"Who can tell? But I had a better thought than yours: Ulysses, like us, swimming over the 'wine-dark sea'! Do you remember it? 'Then two days and two nights on the resistless waves he drifted; many a time his heart faced death.'"

"That's not a bit better thought than mine; but I like it. And I know what follows, too. 'But when the fair-haired dawn brought the third day, then the wind ceased; there came a breathless calm; and close at hand he spied the coast, as he cast a keen glance forward, upborne on a great wave.' That's it, isn't it?"

"I don't know, but I hope it is. 'The wine-dark sea' and the 'rosy-fingered dawn' are all I remember; though I'm glad you know what comes next. It's a good omen. But look at the yacht; she's acting strange!"

As the girl turned to her stroke, their attention was caught and held by the convulsions of the Jeanne D'Arc. There was a grim fascination in the sight.
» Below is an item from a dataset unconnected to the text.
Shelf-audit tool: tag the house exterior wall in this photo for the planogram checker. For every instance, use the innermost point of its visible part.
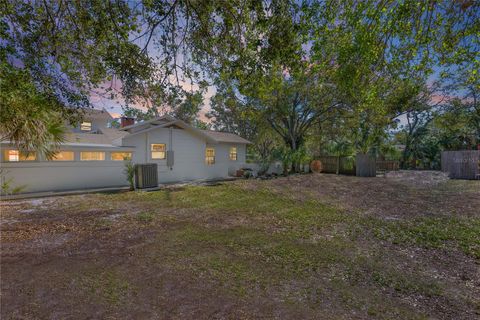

It was obvious that she was sinking. While they had been resting, her hull had sunk toward the water-line, her graceful bulk and delicate masts showing strange against ocean and sky. Now she suddenly tipped down at her stern; her bow was thrown up out of the water for an instant, only to be drawn down again, slowly but irresistibly, as if she were pulled by a giant's unseen hand. With a sudden last lurch she disappeared entirely, and only widening circles fleetingly marked the place of her going.

The two in the water watched with fascinated eyes, filled with awe. When it was all over Agatha turned to her companion with a long-drawn breath. Jim looked as one looks whose last hope has failed.

"I could never have let you go aboard, anyway!" He loved her anew for that speech, but knew not how to meet her eyes.

"Well, Ulysses lost his raft, too!" he managed to say.

"He saw the sunrise, too, just as we have seen it; and he saw a distant island, 'that seemed a shield laid on the misty sea.' Let's look hard now, each time the wave lifts us. Perhaps we also shall see an island."

"We must swim harder; you are chilled through."